To examine the importance of a particular target gene to a given cancer, we examined its somatic mutations in the COSMIC database ( using ENTPRISE or ENTPRISE-X45,46. A gene is a potential cancer driver when at least one somatic mutation in the COSMIC database is predicted to be disease associated by ENTPRISE or ENTPRISE-X. The COSMIC database also provides the tissue site of the cancers and mutations. There are total 42 tissue sites in the COSMIC database including bone, breast, central nervous system, cervix, ovary, prostate, skin, etc. Thus, we can infer how many cancer tissue sites a gene could potentially affect. For example, POMK could be cancer driver of breast, large intestine, liver and stomach.

DIPG cell culture and viability assay

The SF8628 human patient derived DIPG cell line harboring H3.3K27M histone mutation was purchased from MilliporeSigma, USA. The TβRI inhibitors EW7197 (vactosertib), LY3200882 and LY2157299 (galunisertib), SB525334, histone deacetylase inhibitor panobinostat and histone demethylase inhibitor GSK-J4 (all from Fisher Scientific, USA and manufactured by Cayman Chemicals) were administered as drug treatments to assess their effects on SF8628 cell growth. Cell culture stocks frozen in DMEM high glucose media (Fisher Catalog #11965118) supplemented with 10% premium fetal bovine serum FBS (Fisher Catalog # MT35015CV) and 1X Penicillin-Streptomycin antibiotics (Fisher Catalog #15140122) and containing 10% DMSO were stored in liquid nitrogen. After being thawed, the cells were cultured in the same DMEM media mixture without DMSO at 37 °C in a 5% CO2 atmosphere in Corning T75 culture flasks (Fisher Catalog # 07202000) and passaged upon near confluence following manufacture protocol of MilliporeSigma, USA.
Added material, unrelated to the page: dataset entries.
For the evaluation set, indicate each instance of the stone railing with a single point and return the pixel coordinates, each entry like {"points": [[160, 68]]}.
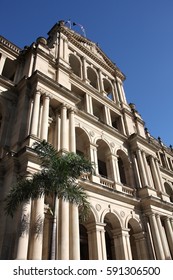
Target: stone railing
{"points": [[128, 190], [106, 182], [9, 45]]}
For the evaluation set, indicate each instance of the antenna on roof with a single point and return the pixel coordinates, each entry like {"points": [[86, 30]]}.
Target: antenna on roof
{"points": [[69, 22], [81, 27]]}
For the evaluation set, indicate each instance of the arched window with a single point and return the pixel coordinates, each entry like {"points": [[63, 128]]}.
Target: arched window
{"points": [[75, 65], [82, 142], [92, 77], [169, 191], [125, 171], [122, 171], [108, 88], [103, 152]]}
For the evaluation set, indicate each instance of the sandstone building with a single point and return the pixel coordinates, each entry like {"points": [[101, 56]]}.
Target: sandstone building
{"points": [[66, 90]]}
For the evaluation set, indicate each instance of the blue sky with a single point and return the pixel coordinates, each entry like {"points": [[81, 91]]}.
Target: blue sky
{"points": [[135, 34]]}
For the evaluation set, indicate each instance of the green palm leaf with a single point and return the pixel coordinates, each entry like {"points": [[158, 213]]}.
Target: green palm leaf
{"points": [[58, 176]]}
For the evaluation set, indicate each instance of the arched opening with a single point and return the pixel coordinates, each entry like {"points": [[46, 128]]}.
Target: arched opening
{"points": [[9, 69], [169, 191], [103, 152], [112, 230], [136, 239], [122, 171], [75, 65], [108, 88], [82, 142], [87, 231], [92, 77], [125, 172]]}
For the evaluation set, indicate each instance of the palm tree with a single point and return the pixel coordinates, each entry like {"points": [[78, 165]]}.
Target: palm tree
{"points": [[57, 178]]}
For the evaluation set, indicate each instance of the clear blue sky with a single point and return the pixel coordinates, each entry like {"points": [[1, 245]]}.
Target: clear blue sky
{"points": [[135, 34]]}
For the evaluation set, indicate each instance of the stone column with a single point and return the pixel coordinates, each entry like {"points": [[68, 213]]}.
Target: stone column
{"points": [[72, 136], [154, 173], [162, 236], [57, 131], [159, 175], [74, 236], [64, 132], [22, 248], [45, 118], [122, 244], [137, 174], [121, 91], [38, 229], [141, 168], [117, 170], [84, 69], [146, 168], [96, 249], [113, 170], [101, 81], [93, 157], [169, 233], [103, 242], [171, 220], [143, 246], [64, 228], [117, 99], [107, 116], [91, 246], [2, 60], [35, 113], [156, 237]]}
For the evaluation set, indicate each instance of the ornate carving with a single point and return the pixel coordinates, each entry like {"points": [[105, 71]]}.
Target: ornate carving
{"points": [[98, 207], [122, 213], [91, 133]]}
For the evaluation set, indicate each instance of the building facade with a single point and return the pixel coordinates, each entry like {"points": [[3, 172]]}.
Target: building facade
{"points": [[64, 89]]}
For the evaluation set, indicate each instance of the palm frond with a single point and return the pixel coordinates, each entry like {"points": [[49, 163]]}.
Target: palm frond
{"points": [[59, 174]]}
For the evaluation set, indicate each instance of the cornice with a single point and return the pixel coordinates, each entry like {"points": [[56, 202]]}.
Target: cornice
{"points": [[75, 38], [102, 126], [9, 46], [135, 140], [38, 76]]}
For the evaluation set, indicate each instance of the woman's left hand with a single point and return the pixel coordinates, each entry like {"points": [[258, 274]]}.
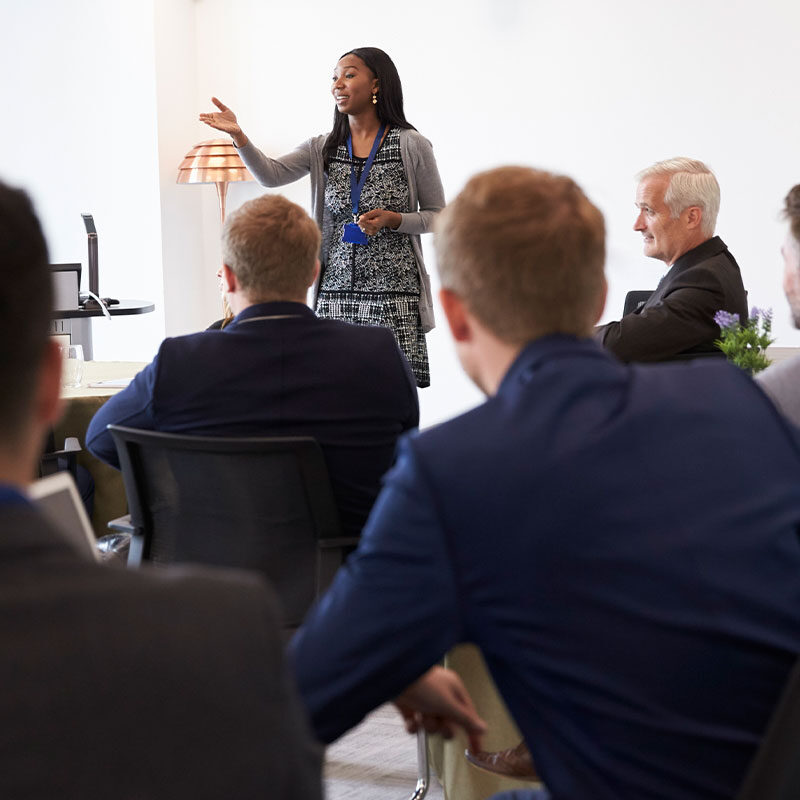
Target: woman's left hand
{"points": [[374, 220]]}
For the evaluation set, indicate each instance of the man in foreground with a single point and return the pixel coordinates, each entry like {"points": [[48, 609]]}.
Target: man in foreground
{"points": [[121, 684], [782, 381], [276, 369], [678, 201], [620, 542]]}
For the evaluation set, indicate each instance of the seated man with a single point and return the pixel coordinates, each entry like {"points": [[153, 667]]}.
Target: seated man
{"points": [[276, 369], [115, 683], [678, 201], [621, 542], [782, 381]]}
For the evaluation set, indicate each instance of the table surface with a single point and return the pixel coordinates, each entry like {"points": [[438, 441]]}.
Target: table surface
{"points": [[97, 371], [121, 309]]}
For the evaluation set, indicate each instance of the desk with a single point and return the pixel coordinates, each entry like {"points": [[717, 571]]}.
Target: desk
{"points": [[80, 405], [77, 323]]}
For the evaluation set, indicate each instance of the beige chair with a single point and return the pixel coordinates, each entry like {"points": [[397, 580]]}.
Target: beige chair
{"points": [[460, 780]]}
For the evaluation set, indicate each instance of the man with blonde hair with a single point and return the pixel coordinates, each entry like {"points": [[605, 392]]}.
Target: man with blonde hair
{"points": [[678, 202], [619, 541], [277, 369]]}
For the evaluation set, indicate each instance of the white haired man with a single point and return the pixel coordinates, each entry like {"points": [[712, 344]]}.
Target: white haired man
{"points": [[678, 201], [781, 381]]}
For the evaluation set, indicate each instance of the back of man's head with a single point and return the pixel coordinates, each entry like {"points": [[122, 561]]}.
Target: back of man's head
{"points": [[271, 245], [792, 212], [25, 307], [691, 183], [524, 249]]}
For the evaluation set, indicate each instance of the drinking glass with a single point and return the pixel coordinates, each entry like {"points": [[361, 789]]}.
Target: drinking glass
{"points": [[72, 368]]}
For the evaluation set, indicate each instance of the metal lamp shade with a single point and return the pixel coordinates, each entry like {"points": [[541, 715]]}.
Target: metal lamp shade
{"points": [[215, 161]]}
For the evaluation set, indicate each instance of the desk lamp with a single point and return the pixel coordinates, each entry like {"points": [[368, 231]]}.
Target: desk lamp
{"points": [[214, 161]]}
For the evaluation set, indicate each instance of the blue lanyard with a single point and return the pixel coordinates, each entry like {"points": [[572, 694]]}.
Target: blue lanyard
{"points": [[357, 186]]}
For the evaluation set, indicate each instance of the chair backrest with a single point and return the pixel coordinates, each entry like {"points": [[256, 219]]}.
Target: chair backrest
{"points": [[259, 502], [635, 299], [774, 773]]}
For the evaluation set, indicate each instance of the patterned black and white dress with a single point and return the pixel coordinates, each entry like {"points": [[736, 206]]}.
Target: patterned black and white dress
{"points": [[376, 283]]}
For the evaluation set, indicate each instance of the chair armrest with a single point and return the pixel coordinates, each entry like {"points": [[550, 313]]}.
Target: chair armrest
{"points": [[123, 525], [336, 542]]}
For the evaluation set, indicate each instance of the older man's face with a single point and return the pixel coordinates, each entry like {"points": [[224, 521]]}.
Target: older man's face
{"points": [[663, 236], [791, 274]]}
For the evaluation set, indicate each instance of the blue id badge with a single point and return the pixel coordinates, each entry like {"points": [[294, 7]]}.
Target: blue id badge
{"points": [[354, 235]]}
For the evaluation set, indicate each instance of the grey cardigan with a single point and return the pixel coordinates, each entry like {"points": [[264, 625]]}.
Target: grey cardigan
{"points": [[424, 189]]}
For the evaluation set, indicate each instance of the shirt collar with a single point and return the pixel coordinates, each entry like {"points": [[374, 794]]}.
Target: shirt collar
{"points": [[708, 249], [278, 308]]}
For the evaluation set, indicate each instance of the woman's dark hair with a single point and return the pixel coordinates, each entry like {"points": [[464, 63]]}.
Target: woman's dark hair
{"points": [[390, 98]]}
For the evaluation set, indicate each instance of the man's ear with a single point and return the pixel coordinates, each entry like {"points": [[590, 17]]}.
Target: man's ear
{"points": [[457, 315], [48, 405], [602, 296], [694, 216], [229, 279]]}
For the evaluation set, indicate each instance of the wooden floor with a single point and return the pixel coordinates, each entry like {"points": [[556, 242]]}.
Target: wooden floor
{"points": [[375, 761]]}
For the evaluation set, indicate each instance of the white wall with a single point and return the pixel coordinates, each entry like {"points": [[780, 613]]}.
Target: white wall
{"points": [[79, 133], [596, 90]]}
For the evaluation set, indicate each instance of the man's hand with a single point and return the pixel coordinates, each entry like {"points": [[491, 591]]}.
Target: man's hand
{"points": [[439, 703]]}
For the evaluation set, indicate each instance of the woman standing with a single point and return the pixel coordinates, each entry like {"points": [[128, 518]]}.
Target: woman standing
{"points": [[374, 189]]}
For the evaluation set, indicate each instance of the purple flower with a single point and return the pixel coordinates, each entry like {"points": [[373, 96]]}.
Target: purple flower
{"points": [[726, 320]]}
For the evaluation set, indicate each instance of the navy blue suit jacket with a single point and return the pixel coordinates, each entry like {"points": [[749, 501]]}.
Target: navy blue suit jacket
{"points": [[622, 544], [279, 370]]}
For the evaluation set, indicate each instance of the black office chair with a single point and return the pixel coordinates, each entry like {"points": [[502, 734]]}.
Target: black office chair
{"points": [[258, 503], [774, 773]]}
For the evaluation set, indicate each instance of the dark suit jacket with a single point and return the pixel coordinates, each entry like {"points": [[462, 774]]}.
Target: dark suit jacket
{"points": [[134, 685], [621, 543], [279, 370], [678, 318]]}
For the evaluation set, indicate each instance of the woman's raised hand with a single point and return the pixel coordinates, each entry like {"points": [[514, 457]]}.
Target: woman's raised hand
{"points": [[223, 120]]}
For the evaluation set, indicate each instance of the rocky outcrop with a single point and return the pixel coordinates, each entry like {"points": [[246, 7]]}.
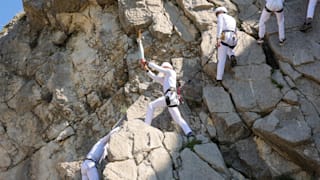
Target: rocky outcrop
{"points": [[69, 70]]}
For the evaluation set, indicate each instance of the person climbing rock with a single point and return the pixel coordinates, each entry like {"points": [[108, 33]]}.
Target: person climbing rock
{"points": [[272, 7], [307, 25], [170, 98], [89, 170], [226, 40]]}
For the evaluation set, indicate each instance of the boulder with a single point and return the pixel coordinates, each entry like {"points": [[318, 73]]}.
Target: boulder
{"points": [[287, 131]]}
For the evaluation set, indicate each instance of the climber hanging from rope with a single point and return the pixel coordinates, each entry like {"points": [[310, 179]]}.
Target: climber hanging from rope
{"points": [[167, 78], [89, 167]]}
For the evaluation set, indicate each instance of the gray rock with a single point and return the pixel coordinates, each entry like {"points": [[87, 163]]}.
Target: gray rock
{"points": [[115, 170], [310, 70], [69, 170], [249, 117], [230, 128], [289, 71], [217, 100], [199, 11], [5, 160], [251, 87], [193, 167], [162, 166], [250, 161], [277, 164], [289, 134], [161, 27], [145, 171], [291, 98], [172, 141], [212, 155], [59, 38], [66, 133]]}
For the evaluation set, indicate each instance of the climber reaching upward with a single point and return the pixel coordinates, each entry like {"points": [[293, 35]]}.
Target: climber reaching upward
{"points": [[170, 98], [307, 25], [98, 152], [226, 40], [272, 7]]}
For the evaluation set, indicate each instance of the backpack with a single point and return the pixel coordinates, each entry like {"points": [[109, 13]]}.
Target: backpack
{"points": [[274, 5]]}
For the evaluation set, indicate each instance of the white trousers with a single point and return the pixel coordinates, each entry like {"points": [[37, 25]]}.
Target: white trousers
{"points": [[311, 7], [223, 51], [265, 15], [141, 50], [174, 112], [89, 171]]}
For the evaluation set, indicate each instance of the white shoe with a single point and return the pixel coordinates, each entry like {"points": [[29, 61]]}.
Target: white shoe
{"points": [[260, 41]]}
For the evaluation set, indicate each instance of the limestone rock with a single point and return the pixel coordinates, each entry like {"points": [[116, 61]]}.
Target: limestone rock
{"points": [[211, 154], [193, 167], [250, 159], [161, 27], [217, 100], [115, 170], [186, 30], [69, 170], [286, 128]]}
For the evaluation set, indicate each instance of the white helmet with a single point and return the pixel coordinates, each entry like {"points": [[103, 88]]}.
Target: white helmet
{"points": [[166, 64], [220, 9]]}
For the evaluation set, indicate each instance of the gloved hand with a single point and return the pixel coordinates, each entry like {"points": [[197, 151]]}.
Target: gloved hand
{"points": [[144, 64]]}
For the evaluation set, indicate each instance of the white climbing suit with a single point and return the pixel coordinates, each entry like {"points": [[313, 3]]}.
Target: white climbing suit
{"points": [[167, 82], [98, 152], [311, 7], [226, 32], [265, 15]]}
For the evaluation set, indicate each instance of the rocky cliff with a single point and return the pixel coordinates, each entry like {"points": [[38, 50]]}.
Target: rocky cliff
{"points": [[69, 71]]}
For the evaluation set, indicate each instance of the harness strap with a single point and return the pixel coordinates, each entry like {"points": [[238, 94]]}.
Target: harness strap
{"points": [[270, 11], [225, 44], [228, 31], [170, 89], [95, 162]]}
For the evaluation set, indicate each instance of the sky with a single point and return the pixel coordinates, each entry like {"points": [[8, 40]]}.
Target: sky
{"points": [[8, 10]]}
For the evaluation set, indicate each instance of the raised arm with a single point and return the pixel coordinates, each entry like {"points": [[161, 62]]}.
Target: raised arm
{"points": [[155, 77], [159, 68]]}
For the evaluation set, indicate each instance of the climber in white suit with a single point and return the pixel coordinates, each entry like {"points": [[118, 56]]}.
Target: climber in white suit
{"points": [[310, 13], [98, 152], [226, 40], [272, 7], [170, 98]]}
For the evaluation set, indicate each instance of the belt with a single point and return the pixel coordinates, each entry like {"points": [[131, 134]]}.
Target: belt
{"points": [[95, 162], [228, 31], [223, 43], [170, 89], [270, 11]]}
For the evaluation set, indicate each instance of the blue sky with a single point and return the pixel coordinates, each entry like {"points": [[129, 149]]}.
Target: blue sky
{"points": [[8, 9]]}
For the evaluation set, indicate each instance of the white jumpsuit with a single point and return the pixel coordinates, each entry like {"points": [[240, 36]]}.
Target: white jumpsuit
{"points": [[98, 152], [265, 15], [169, 80], [226, 25]]}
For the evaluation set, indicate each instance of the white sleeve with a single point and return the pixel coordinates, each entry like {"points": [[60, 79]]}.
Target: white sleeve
{"points": [[154, 77], [219, 26], [159, 68]]}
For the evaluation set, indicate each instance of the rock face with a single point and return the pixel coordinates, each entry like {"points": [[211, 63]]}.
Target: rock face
{"points": [[69, 70]]}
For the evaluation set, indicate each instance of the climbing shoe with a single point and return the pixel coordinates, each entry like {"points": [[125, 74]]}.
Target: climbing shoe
{"points": [[260, 41], [218, 83], [281, 42], [233, 61], [191, 136], [306, 27]]}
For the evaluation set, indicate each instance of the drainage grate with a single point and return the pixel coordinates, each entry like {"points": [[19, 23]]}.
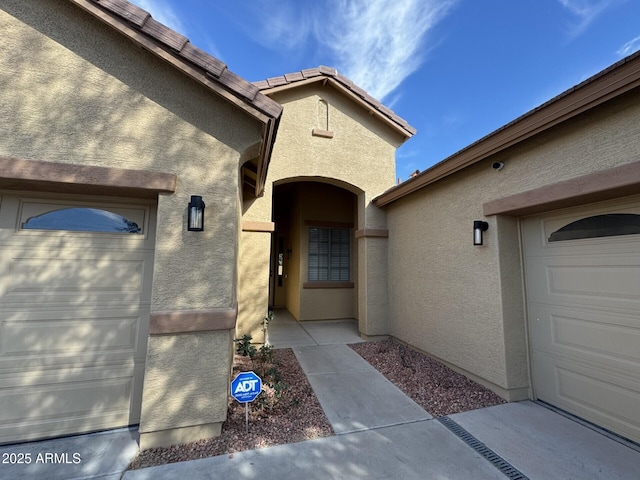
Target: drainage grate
{"points": [[496, 460]]}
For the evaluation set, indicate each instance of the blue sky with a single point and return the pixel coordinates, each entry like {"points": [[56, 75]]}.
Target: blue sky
{"points": [[454, 69]]}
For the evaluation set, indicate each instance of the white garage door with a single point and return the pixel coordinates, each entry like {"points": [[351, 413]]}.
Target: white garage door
{"points": [[75, 288], [583, 288]]}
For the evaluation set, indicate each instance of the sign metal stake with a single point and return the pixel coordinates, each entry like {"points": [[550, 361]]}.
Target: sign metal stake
{"points": [[245, 388]]}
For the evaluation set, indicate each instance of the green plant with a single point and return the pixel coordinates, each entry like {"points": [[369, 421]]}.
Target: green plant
{"points": [[244, 346]]}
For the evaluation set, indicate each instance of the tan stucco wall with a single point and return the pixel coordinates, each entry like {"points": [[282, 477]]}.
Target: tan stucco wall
{"points": [[74, 91], [360, 158], [465, 304]]}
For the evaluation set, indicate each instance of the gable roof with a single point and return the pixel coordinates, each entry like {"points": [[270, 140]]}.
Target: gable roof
{"points": [[342, 83], [174, 48], [618, 79]]}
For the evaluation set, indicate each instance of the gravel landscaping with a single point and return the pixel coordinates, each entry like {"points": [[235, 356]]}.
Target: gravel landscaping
{"points": [[297, 415]]}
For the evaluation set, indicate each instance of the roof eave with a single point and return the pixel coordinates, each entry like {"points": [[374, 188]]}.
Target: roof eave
{"points": [[616, 80], [239, 92]]}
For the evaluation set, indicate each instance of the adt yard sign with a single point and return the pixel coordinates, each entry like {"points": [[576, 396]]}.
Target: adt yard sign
{"points": [[246, 387]]}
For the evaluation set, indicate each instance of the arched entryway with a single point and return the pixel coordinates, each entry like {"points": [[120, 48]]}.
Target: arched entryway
{"points": [[314, 265]]}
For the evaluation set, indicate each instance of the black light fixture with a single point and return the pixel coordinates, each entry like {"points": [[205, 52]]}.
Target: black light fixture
{"points": [[478, 227], [195, 214]]}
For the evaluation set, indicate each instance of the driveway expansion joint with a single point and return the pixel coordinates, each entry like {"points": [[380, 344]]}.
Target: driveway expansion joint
{"points": [[492, 457]]}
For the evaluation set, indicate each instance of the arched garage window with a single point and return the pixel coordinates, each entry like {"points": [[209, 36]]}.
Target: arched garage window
{"points": [[609, 225], [82, 220]]}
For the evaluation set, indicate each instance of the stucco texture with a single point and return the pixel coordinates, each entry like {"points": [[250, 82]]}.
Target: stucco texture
{"points": [[82, 94], [359, 158], [465, 304], [72, 90], [187, 384]]}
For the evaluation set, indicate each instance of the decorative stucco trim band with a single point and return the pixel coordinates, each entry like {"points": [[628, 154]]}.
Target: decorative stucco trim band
{"points": [[251, 226], [321, 133], [18, 173], [328, 285], [604, 185], [189, 321], [372, 232]]}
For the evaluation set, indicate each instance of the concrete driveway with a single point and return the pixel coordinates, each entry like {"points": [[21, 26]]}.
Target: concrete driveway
{"points": [[380, 433]]}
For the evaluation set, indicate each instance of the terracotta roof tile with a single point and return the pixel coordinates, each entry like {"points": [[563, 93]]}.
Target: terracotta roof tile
{"points": [[311, 72], [262, 84], [239, 85], [126, 10], [164, 34], [202, 59], [332, 73], [276, 81], [180, 46], [293, 77]]}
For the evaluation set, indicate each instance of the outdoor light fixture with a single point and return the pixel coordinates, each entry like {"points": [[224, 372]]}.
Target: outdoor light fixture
{"points": [[195, 214], [478, 227]]}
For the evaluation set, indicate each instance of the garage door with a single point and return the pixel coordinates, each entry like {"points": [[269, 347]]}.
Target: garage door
{"points": [[583, 288], [75, 288]]}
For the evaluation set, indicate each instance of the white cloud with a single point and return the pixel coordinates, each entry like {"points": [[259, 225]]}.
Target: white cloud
{"points": [[376, 43], [585, 11], [163, 13], [630, 47], [379, 43]]}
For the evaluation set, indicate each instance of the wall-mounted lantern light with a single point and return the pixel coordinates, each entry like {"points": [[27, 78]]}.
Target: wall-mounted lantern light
{"points": [[478, 227], [195, 214]]}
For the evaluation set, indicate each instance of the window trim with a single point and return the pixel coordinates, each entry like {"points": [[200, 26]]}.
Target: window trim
{"points": [[329, 283]]}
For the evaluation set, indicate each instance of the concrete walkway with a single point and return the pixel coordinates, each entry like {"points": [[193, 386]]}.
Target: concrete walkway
{"points": [[381, 433]]}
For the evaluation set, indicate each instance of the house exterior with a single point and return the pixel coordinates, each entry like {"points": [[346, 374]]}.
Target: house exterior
{"points": [[109, 116], [112, 313], [549, 306], [334, 152]]}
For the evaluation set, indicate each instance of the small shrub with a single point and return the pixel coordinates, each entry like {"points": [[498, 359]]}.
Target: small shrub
{"points": [[244, 346]]}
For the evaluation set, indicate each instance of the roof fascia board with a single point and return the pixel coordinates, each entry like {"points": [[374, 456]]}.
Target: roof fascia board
{"points": [[157, 50], [370, 109], [289, 86], [344, 90], [603, 87], [270, 118]]}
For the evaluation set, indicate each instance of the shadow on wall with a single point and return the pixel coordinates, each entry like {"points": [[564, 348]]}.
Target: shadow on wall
{"points": [[105, 104]]}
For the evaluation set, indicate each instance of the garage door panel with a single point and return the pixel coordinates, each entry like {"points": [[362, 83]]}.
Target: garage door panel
{"points": [[583, 300], [67, 336], [67, 401], [102, 279], [598, 281], [74, 314], [597, 336], [597, 395]]}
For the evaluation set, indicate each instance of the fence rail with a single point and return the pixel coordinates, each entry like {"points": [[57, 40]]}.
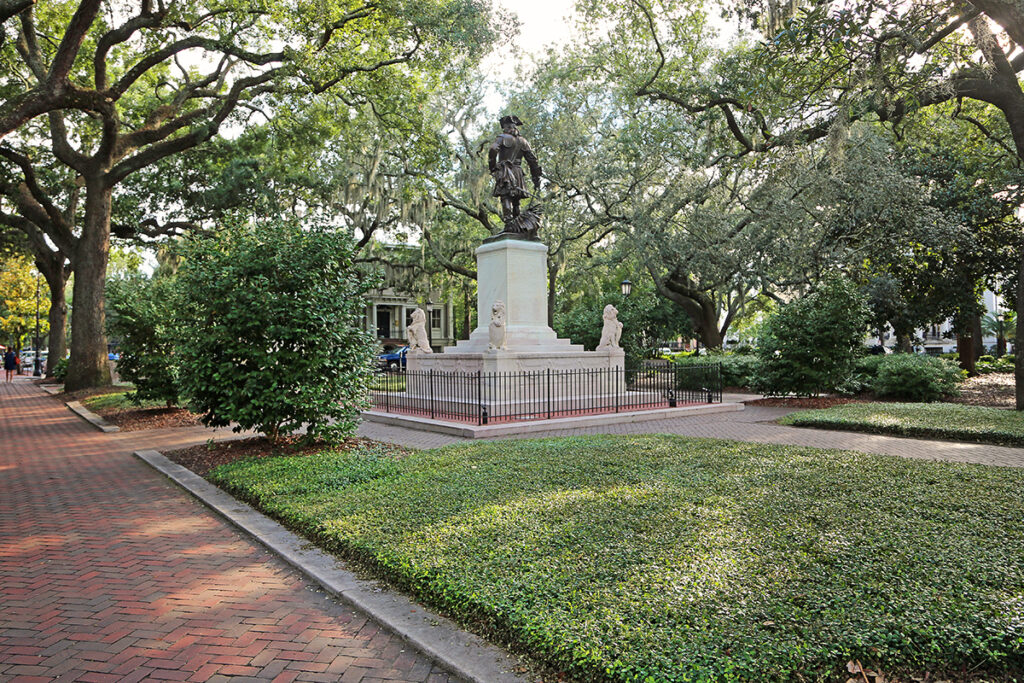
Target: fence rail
{"points": [[496, 397]]}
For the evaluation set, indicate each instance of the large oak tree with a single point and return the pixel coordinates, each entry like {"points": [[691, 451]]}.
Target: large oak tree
{"points": [[121, 86]]}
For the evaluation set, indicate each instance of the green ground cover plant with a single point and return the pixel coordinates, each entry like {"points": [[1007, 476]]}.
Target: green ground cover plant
{"points": [[662, 558], [949, 421]]}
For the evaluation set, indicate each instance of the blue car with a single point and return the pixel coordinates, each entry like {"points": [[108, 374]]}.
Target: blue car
{"points": [[394, 359]]}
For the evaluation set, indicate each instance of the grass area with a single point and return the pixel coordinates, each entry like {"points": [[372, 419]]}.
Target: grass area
{"points": [[117, 400], [663, 558], [948, 421]]}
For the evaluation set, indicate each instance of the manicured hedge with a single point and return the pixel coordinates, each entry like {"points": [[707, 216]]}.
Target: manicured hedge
{"points": [[667, 559], [948, 421]]}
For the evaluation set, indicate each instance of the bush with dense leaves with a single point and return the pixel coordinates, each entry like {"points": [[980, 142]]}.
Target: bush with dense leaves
{"points": [[737, 369], [987, 365], [915, 377], [809, 345], [273, 329], [144, 319]]}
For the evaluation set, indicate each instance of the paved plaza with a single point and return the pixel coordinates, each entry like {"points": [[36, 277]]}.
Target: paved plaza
{"points": [[109, 571]]}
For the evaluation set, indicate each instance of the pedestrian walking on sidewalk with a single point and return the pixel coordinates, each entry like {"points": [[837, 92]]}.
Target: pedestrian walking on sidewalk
{"points": [[9, 364]]}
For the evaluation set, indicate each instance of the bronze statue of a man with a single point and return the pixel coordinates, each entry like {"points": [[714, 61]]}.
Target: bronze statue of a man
{"points": [[505, 161]]}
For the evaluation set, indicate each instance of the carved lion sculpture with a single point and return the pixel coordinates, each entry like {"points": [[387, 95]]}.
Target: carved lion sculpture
{"points": [[497, 329], [612, 329], [418, 341]]}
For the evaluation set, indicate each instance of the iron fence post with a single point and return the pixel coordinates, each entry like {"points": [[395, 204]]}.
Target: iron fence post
{"points": [[431, 382], [549, 393]]}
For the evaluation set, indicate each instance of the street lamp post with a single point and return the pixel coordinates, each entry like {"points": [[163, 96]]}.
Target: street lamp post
{"points": [[1000, 341], [37, 370]]}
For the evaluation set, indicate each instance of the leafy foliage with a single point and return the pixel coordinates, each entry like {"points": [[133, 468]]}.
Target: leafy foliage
{"points": [[810, 344], [144, 319], [647, 319], [272, 335], [663, 558], [738, 370], [17, 301], [949, 421], [915, 377]]}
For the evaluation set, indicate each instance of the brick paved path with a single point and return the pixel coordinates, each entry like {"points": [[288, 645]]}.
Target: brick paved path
{"points": [[109, 572], [753, 424]]}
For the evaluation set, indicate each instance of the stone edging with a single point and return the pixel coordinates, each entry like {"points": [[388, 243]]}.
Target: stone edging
{"points": [[438, 638], [91, 418]]}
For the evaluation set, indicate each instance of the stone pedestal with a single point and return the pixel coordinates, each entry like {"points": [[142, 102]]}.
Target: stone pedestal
{"points": [[514, 271]]}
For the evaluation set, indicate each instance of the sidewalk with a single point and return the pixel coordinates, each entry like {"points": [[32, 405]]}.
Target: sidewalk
{"points": [[109, 571], [753, 424]]}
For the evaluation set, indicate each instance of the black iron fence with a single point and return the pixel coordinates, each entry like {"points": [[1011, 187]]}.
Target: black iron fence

The SU-DIPG-IV DIPG cell line harboring the H3.1K27M histone and ACVR1 G328V mutations was acquired from Dr. Michelle Monje at Stanford University. Cells were cultured in either DMEM media the same way as in SF8628 cells or in tumor stem media (TSM) derived from previous SU-DIPG-IV studies12 supplemented with B-27 serum-free supplement minus vitamin A (Thermal Fisher Catalog #12587010), human EGF (Shenandoah Biotech Catalog # 100-26), FGF (Shenandoah Biotech Catalog # 100-146), PDGF-AA (Shenandoah Biotech Catalog # 100-16) and PDGF-BB (Shenandoah Biotech Catalog # 100-18) growth factors and heparin (StemCell Technologies, Catalog # 07980) except that 1X Penicillin-Streptomycin antibiotics (same as in DMEM media) instead of Antibiotic-Antimycotic were used. This permits a comparison between different media conditions without complications from different antimicrobial reagents.

To set up cell cultures for the Tox-8 assays38, the cells were applied onto a Corning™ Falcon™ 96-Well Imaging Microplate (Corning Ref# 353219), with 100 µL containing 2,000 cells in the culturing media per each well. After 24 hours of incubation at 37 oC in a 5% CO2 atmosphere, the cells were treated with a series of concentrations of the drug (single agent or combinations) of interest vs. DMSO control by adding 100 µL of 2x drug stocks or the corresponding DMSO control prepared in the same media. Each concentration condition had three to four replicates. After 72 hours of drug treatment, the cells were analyzed for their viability using the Tox-8 assay kit (Sigma, USA) following the manufacturer’s protocol. In particular, 20 µL of Tox-8 solution was added to each well and the metabolic activity of the living cells was assessed based on their bioreduction of the exogenously introduced Resazurin fluorescent dye. The fluorescent signals with excitation and emission wavelengths at 560 nm and 590 nm were recorded at 3 h after introducing the dye using a BioTek Synergy4 fluorescence microplate reader following Tox8 assay protocols according to vendors protocol Sigma, USA. Dose response curve and IC50 analysis was performed with Prism8 software using default three parameters drug inhibition curve fitting.